Egy memilih diam sembari melipatkan kedua tangan diatas perutnya, lalu bersandar di teras samping pintu memperhatikan Raizel dalam diam.

"Gue harus tahu kebenarannya tentang Ega, hal ini benar-benar ganjil ...," gumam Raizel,

"dan kenapa Ega dipukuli? Kenapa juga ada bekas luka putung rokok di pundaknya?" Lanjutnya.

Karena Raizel tidak tahu, dirinya diperhatikan oleh Egy. Ia sengaja tidak mengecilkan intonasinya saat bergumam, yang menyebabkan semuanya didengar jelas oleh Egy.

Kata-kata Raizel sungguh membuat Egy benar-benar syok.

"Apa! ... Raizel bilang tentang Ega? Apa maksudnya dengan Ega dipukuli?"

Tangannya yang semula dilipat di atas perutnya, kini sudah tidak lagi.

"Siapa yang dipukuli? Ega? Dan Siapa juga yang kena putung rokok?" Kini giliran Egy yang bertanya- tanya.

Egy mengerutkan keningnya, mencoba lebih fokus untuk memperhatikan Raizel dengan jelas.

"Udah lah! Pikir nanti aja, gue harus masuk sebelum Egy nemuin gue di sini," kata Raizel.

Namun, Raizel tidak tahu bahwa Egy sudah memperhatikannya dari tadi, dan juga semua yang dikatakannya telah didengar oleh Egy.

Raizel membalik tubuhnya, berniat untuk masuk.
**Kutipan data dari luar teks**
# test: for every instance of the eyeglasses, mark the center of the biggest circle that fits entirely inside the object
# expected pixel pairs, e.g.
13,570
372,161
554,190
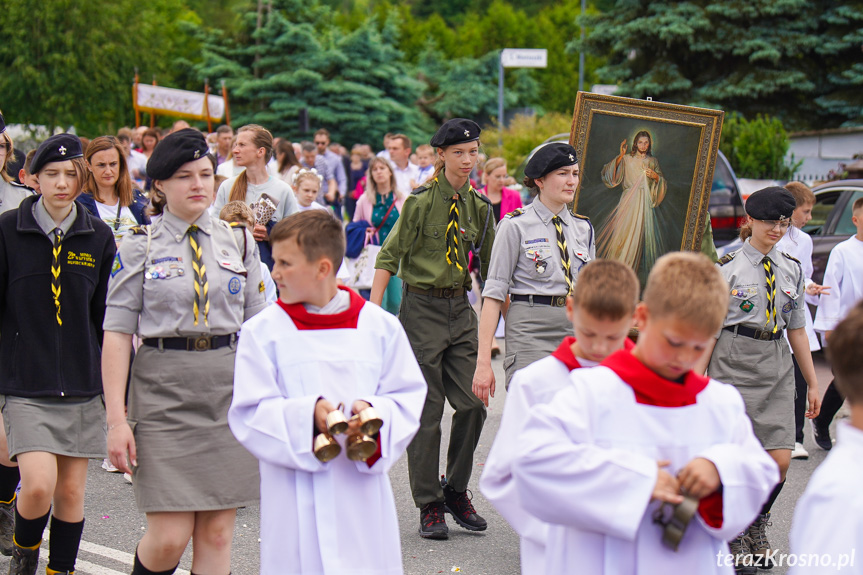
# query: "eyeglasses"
783,224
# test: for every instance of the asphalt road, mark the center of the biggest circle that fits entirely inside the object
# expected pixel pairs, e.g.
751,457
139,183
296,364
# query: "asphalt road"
114,526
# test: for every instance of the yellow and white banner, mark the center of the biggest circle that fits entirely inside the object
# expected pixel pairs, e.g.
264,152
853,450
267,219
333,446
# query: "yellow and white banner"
172,102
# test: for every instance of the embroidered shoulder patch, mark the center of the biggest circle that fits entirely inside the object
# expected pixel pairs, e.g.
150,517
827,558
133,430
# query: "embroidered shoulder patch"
117,266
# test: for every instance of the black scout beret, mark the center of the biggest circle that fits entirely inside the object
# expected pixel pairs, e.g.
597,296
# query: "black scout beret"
456,131
550,157
57,148
178,148
773,203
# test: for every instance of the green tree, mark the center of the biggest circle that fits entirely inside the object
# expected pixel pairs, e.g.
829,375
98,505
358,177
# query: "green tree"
71,65
743,56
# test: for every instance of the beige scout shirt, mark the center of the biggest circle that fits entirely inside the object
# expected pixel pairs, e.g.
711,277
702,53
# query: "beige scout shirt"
747,281
141,301
525,258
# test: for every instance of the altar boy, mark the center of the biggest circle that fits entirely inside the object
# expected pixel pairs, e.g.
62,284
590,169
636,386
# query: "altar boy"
323,346
641,429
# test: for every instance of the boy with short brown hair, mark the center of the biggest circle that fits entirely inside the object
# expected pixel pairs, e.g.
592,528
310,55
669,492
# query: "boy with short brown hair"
600,309
827,520
643,429
321,347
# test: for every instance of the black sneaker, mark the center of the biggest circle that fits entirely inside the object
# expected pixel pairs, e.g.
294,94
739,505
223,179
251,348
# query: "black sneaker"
433,521
24,561
821,435
459,506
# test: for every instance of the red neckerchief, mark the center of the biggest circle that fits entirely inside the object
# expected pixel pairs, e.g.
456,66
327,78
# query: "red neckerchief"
653,389
344,320
564,354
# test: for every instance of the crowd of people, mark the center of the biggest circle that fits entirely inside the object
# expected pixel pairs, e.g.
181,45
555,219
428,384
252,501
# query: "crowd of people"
175,304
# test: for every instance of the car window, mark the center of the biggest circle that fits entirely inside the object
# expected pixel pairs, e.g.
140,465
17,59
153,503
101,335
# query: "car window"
845,226
824,203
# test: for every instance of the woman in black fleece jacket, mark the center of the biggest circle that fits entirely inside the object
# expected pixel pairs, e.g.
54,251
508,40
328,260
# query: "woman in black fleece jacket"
55,260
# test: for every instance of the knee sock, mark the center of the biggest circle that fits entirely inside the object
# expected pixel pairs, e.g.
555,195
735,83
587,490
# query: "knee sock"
139,568
772,499
9,478
28,532
65,540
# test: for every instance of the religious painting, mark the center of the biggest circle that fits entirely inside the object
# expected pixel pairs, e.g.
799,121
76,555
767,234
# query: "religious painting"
646,173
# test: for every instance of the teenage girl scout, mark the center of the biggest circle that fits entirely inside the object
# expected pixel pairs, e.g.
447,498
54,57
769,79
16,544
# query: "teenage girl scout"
428,247
55,260
767,289
184,286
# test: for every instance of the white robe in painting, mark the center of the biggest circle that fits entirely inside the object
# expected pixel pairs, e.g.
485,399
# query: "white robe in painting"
336,517
586,463
535,384
828,519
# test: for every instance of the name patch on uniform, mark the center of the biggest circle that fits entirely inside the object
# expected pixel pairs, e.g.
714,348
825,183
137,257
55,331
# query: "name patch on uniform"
80,259
117,265
166,259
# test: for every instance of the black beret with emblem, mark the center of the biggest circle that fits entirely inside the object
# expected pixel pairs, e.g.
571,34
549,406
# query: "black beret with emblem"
550,157
773,203
456,131
57,148
178,148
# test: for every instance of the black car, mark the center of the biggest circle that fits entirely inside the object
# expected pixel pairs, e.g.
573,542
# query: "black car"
726,203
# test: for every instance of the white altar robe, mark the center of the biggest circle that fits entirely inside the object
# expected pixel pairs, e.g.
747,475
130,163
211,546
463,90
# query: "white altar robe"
336,517
586,463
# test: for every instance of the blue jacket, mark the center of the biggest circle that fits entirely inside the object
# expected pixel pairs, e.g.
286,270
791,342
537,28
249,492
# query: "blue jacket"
138,207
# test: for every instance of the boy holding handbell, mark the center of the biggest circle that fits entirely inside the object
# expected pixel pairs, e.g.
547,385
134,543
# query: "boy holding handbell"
320,347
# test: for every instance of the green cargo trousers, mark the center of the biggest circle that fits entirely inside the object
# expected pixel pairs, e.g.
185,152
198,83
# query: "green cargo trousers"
443,334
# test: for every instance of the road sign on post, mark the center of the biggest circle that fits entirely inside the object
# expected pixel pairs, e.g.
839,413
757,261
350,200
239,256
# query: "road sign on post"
516,58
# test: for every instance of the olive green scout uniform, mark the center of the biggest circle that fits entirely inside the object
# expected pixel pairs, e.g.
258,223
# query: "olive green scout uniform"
440,323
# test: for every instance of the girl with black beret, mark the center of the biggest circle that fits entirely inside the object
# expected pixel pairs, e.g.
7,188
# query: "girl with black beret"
55,260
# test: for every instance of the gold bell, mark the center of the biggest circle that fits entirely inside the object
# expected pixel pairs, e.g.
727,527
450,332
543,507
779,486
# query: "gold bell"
370,422
326,448
361,447
337,423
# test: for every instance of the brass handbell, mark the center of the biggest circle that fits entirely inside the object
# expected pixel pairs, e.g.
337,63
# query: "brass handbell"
361,447
674,527
337,423
326,448
370,422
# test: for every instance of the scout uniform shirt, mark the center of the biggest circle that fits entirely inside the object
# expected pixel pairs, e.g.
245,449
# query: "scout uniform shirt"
152,292
526,258
747,281
418,240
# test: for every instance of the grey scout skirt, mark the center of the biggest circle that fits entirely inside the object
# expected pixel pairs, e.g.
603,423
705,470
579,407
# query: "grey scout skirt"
532,333
70,426
188,459
763,373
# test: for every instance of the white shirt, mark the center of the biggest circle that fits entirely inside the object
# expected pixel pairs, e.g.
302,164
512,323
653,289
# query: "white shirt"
844,275
798,244
828,519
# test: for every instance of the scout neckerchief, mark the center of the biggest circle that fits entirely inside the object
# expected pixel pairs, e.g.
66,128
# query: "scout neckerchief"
202,287
452,231
55,271
771,294
564,253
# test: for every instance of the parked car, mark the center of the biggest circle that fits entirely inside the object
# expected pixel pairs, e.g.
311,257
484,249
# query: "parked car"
830,223
726,203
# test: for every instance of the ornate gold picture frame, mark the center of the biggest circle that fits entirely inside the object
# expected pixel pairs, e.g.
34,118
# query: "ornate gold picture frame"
646,174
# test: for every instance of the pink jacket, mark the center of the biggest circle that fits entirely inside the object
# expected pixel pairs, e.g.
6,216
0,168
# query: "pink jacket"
510,200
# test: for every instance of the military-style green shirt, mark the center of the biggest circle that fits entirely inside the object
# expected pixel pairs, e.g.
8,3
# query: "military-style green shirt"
416,246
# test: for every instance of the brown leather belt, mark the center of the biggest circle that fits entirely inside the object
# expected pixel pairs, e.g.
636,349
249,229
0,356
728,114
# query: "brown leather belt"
759,334
201,343
447,293
552,300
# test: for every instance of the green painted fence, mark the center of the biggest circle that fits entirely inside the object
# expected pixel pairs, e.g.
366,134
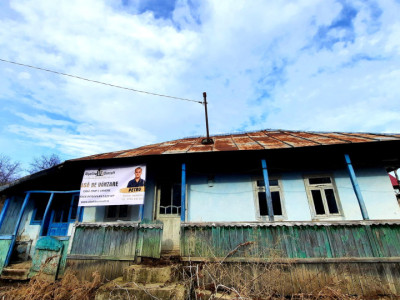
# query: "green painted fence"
291,240
108,248
116,241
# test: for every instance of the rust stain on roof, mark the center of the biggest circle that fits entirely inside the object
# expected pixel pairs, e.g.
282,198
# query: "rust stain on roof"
347,138
318,138
259,140
292,140
224,143
269,143
201,148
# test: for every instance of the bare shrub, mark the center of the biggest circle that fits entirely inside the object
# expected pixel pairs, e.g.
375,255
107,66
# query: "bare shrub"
69,287
269,275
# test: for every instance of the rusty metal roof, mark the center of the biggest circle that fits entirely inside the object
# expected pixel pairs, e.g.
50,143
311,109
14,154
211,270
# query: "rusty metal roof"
258,140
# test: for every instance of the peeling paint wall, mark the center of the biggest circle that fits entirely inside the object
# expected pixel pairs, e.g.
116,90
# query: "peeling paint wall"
230,198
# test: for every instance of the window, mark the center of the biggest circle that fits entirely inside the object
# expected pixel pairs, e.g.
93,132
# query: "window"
277,199
169,199
117,212
323,197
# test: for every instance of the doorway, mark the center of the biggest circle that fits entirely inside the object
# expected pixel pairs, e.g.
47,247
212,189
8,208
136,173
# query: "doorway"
168,210
64,210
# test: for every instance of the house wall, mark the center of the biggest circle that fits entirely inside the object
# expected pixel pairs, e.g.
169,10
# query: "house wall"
27,232
232,198
229,199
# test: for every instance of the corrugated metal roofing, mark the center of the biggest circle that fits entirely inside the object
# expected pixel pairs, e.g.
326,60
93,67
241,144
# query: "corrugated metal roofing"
258,140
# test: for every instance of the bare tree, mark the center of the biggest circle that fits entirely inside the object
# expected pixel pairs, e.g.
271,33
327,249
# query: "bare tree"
9,170
44,162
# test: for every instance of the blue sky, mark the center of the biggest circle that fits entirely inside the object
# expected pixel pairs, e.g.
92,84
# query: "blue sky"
300,65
Tetapi kala itu juga, Ia tercengang karena melihat sosok remaja.

Diam menyender pada pintu, yang ternyata itu adalah ... Egy.

Mata dan mata saling bertemu.

Egy memandang Raizel dengan pandangan datar. Sedangkan Raizel memandang Egy dengan terkesiap.

"Eg-Egy ... lo ngapain di sini?" tanya Raizel cemas bahwa Egy akan tahu Rahasianya.

"Harusnya gue yang nanya ... ngapain lo di sini?" balas Egy.

"Gu-gue di sini habis telfonan sama nyokap?" kilah Raizel, berbohong.

"Nyokap lo telfon?" tanya Egy dengan wajah datarnya, karena Ia tahu bahwa apa yang dikatakan Raizel adalah kebohongan.

"Iy-yaa" jawab Raizel gugup.

Egy diam tidak bertanya lagi.

Bola mata Egy terus saja meninjau mata Raizel, Raizel sangat berharap saat itu Egy tidak tahu apapun,

termasuk tidak mendengar apapun yang dikatakannya tadi.

Akan tetapi, harapan Raizel sia-sia. Karena Egy sudah mengetahuinya tepat sebelum dia membalikan tubuhnya.

Egy terperangah pada baju Raizel yang kotor, tepat di bagian dada. Hal itu membuat penasarannya terus bertambah.

Lalu Egy bertanya lagi.

"Terus, itu baju lo kenapa kotor?"

"Hah? ... oh, ini?" Raizel mencubit bagian bajunya yang kotor.

"Tadi ... tadi kena tanah," lanjutnya

Raizel benar-benar tidak menyadari kalau baju warna hitam yang dipakainya ternyata kotor, dan Ia tahu pasti penyebab kotornya, adalah telapak tangan Ega.